The lovely bright sunshine we woke to the following morning seemed like confirmation that our new plan was a good one. We walked around the lake, leaving Ruby where she was. There were plenty of walking trails along the shore and we passed sailing clubs and little ‘park home’ style buildings which I assumed were only used during the summer months.
We walked down and around a small peninsula that jutted out into the reservoir. Apparently it was some sort of viewpoint, but when we reached the top it was clearly private property. It still provided a pretty view out across the water though before we headed back down and into town.

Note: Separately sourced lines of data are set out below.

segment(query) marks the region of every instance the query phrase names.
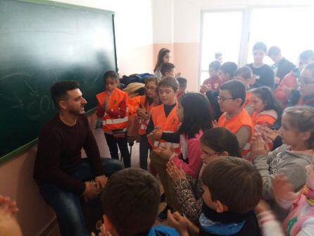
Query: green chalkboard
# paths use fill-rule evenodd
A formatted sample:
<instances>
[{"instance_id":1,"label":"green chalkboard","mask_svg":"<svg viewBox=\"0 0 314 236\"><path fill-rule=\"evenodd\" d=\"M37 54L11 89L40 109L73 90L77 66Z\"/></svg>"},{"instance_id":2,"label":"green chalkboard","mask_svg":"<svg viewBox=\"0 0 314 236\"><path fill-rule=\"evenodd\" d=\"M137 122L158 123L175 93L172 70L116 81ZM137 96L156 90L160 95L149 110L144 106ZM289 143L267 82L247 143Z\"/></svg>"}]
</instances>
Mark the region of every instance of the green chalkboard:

We sat in the sunshine for about half an hour waiting for the supermarket to open, grabbed ourselves another bottle of that rather nice wine and wandered back to Ruby.

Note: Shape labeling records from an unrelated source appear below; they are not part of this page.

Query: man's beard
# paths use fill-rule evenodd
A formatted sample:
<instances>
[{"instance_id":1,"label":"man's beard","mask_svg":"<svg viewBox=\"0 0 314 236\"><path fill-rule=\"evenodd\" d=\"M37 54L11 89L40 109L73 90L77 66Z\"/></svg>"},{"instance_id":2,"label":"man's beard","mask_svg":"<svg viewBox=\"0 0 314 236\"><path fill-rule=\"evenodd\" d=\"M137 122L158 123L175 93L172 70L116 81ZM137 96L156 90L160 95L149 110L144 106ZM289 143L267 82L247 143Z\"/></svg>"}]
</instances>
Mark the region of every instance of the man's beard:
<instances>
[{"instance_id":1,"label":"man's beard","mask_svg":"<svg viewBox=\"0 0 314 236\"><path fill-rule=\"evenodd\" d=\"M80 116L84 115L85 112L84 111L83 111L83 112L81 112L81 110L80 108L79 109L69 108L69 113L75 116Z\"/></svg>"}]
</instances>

The good weather continued the next day, which was ideal because our next walk was already lined up. We headed north towards Córdoba before pulling over at the side of the road to hike to a little waterfall. It’s a small trail through private land and you’re technically supposed to pay a small fee to access it. We walked along the long dirt driveway before turning off onto the trail itself. Here a small wooden hut would normally serve as the ticket booth, but clearly they didn’t bother charging people out of season because it was locked shut. We passed through the gate and carried on.
It was a pleasant hike that took us up and down through woodland until we reached a picturesque little waterfall at the end. It felt good to be out doing some exercise again and, with the chill in the shaded forest air, it was exactly the right weather for walking.
We only encountered one other couple the entire time and we hadn’t even had to pay. We arrived back at the van feeling rather pleased with ourselves for doing so much exercise. It’s not that we enjoy becoming sedentary at times, it’s simply what happens when you travel long distances. Time spent sitting behind the wheel getting somewhere is time not spent doing much else. Yet another reason to forget Paraguay for now and simply enjoy the landscapes around us instead.
To finish off the day, we ended up on the shore of the next reservoir further north, Embalse Los Molinos. We drove a short way down a dirt track which ended on the gravelly shoreline and there we popped the roof up and enjoyed the fading evening sun.